The Gemini Observatory consists of two eight-meter telescopes that collectively provide access to the entire sky from strategic mountaintop locations and can provide nuanced information about astronomical events that are not visible through smaller telescopes. The UVI team was granted four hours of use on the southern Chilean telescope and the northern telescope in Hawaii.  Meanwhile, a smaller but faster robotic telescope is coming online at the Etelman Observatory (the Virgin Islands Robotic Telescope or VIRT), which will be able to identify gamma-ray bursts (GRBs) a few minutes after they have been discovered by satellites.  With access to both technologies in different parts of the world, UVI researchers will be among the first to obtain and analyze GRB data as it becomes available.

GRBs are usually identified by a rapid “flash” of very energetic gamma rays that only lasts a few seconds.  NASA’s Swift satellite, launched in 2004 to study these phenomena, detects 100 GRBs a year.  Once the gamma-ray emission is detected, the satellite communicates the coordinates of the GRB explosions to scientists and computers around the world via e-mail and text messages.  Within a few minutes after the explosion, the UVI team can point the VIRT and other facilities it has, such as the Gemini telescope, to collect data immediately. 

To rapidly receive these data from distant facilities, astronomers like Dr. Cucchiara and the Etelman Observatory staff can communicate with the astronomers in Chile to obtain critical data in real time.  This data is analyzed at UVI and the results are shared with the astronomical community via the GRB Circular Network, which is a specialized mailing-list based at NASA, within a few hours after the GRB explosion

According to Cucchiara, who spearheaded the initiative, one factor that contributed to the proposal’s success was the physical location of the Etelman Observatory.  Because UVI has the easternmost astronomical observatory in the United States, VIRT will be the first in line after Europe to pick up satellite detections of gamma-ray explosions.  From these images, Cucchiara and his team will be able to determine whether an explosion is worth a more detailed look. 

If it is, UVI researchers are now authorized to tell Gemini South technicians in Chile to drop whatever it is they are doing and point at the explosion.  They can also tell the technicians how to point in an effort to collect maximum useable data about the distance and chemical composition of the bursts from the massive telescope.

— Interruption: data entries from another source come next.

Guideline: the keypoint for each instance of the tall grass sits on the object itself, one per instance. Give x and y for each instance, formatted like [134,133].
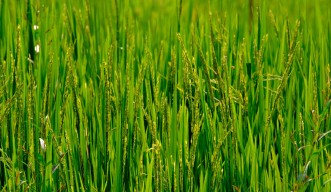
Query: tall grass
[165,96]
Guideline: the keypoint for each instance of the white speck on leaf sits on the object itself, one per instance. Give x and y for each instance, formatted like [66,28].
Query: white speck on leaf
[42,144]
[37,48]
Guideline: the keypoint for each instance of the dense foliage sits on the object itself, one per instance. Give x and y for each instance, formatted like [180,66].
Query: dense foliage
[165,95]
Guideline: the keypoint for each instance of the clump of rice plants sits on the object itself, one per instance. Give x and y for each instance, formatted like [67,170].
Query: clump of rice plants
[165,95]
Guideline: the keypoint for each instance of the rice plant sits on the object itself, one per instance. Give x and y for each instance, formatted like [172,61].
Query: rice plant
[166,95]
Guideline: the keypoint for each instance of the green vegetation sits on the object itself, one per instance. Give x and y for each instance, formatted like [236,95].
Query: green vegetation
[165,95]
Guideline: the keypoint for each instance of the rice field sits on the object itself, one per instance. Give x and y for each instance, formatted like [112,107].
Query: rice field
[172,95]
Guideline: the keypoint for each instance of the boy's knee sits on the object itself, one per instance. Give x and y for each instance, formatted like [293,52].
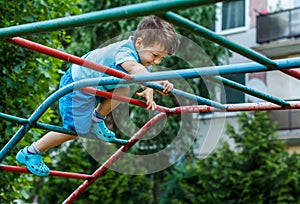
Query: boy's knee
[124,91]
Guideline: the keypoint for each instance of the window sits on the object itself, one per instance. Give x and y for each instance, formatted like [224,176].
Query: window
[232,16]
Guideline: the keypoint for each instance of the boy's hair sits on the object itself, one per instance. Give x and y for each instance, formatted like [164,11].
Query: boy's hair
[153,30]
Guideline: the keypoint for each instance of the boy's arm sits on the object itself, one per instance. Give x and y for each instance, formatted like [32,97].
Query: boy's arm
[133,67]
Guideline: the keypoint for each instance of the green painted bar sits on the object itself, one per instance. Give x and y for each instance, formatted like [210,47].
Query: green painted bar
[119,13]
[248,90]
[210,35]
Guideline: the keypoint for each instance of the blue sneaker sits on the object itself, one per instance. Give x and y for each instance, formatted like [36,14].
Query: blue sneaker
[34,162]
[100,130]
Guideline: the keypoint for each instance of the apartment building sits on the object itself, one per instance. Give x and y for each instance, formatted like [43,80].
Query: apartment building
[272,28]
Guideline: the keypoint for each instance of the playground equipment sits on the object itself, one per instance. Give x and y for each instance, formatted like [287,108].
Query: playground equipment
[162,8]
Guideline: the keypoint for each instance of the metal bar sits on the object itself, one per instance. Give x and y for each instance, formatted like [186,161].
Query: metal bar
[208,34]
[67,57]
[248,90]
[187,95]
[39,125]
[113,14]
[122,98]
[76,60]
[114,157]
[236,107]
[282,64]
[47,103]
[52,173]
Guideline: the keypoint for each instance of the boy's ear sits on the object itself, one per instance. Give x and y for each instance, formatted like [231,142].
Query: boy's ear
[138,42]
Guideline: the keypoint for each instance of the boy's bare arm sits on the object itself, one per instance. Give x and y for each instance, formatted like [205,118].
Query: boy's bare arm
[133,67]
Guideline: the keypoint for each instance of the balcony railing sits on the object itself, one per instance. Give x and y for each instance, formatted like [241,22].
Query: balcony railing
[278,25]
[286,119]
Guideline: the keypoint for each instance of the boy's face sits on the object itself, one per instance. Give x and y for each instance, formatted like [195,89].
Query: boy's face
[150,55]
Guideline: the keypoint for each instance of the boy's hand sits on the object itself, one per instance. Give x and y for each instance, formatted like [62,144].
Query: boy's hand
[168,87]
[148,95]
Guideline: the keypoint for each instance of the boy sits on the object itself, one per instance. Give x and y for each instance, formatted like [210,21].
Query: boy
[153,40]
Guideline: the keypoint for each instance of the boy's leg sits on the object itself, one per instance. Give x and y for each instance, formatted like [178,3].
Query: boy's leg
[108,105]
[32,156]
[52,139]
[103,109]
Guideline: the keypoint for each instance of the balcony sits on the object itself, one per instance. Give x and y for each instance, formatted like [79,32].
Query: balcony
[278,25]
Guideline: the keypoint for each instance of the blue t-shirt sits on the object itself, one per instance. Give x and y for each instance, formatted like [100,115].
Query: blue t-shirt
[111,56]
[78,117]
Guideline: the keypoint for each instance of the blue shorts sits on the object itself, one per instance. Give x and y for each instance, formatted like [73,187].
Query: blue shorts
[76,107]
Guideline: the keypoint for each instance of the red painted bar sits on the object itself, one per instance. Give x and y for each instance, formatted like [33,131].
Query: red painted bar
[114,157]
[67,57]
[52,172]
[292,72]
[235,107]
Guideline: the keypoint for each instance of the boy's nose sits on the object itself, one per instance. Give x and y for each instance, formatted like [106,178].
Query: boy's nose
[157,61]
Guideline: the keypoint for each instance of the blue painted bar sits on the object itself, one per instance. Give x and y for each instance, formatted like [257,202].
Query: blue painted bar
[113,14]
[248,90]
[217,70]
[175,74]
[212,36]
[199,99]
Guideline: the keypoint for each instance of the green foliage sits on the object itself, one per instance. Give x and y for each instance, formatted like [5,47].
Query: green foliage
[258,170]
[112,187]
[30,77]
[26,80]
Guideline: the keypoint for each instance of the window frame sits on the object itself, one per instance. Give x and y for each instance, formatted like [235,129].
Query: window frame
[218,25]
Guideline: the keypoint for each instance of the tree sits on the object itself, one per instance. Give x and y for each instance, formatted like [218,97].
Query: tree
[257,170]
[21,74]
[26,80]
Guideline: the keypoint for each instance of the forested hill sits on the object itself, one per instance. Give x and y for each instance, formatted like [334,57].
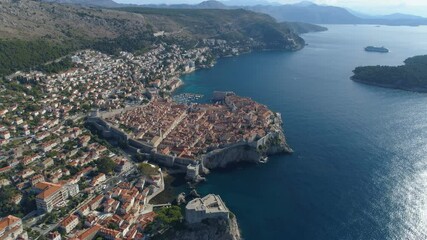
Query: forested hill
[412,76]
[33,32]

“We are essentially filling a gap between observatories in Europe and Arizona,” said Cucchiara.  “By adjusting the strategy for exploration of the bursts based on what we see, we will be able to share resources with a worldwide network of astronomers.  Analyzing these astronomical events will help to explain how the universe evolved.  It will also function as part of a knowledge base for a wide variety of climate change studies involving water, wind speed and weather analysis in general.

Dr. Cucchiara and his colleague, Dr. David Morris, an assistant professor of physics and the director of the Etelman Observatory, are excited about the great opportunities that are opening to do top level science at UVI through remote access to sophisticated technology at other facilities and institutions.  They are also eager to raise awareness about local astronomy developments with an eye toward fortifying their own facility.

According to Cucchiara, UVI’s astronomy program and observatory are strong, but additional support is still needed for supplemental equipment, a past-due overhaul of the observatory’s computer system, and more volunteers.

“We will certainly be applying for grants,” he said.  “And we’re hopeful about that because our goal is to become more of a resource for scientists from all over the world.”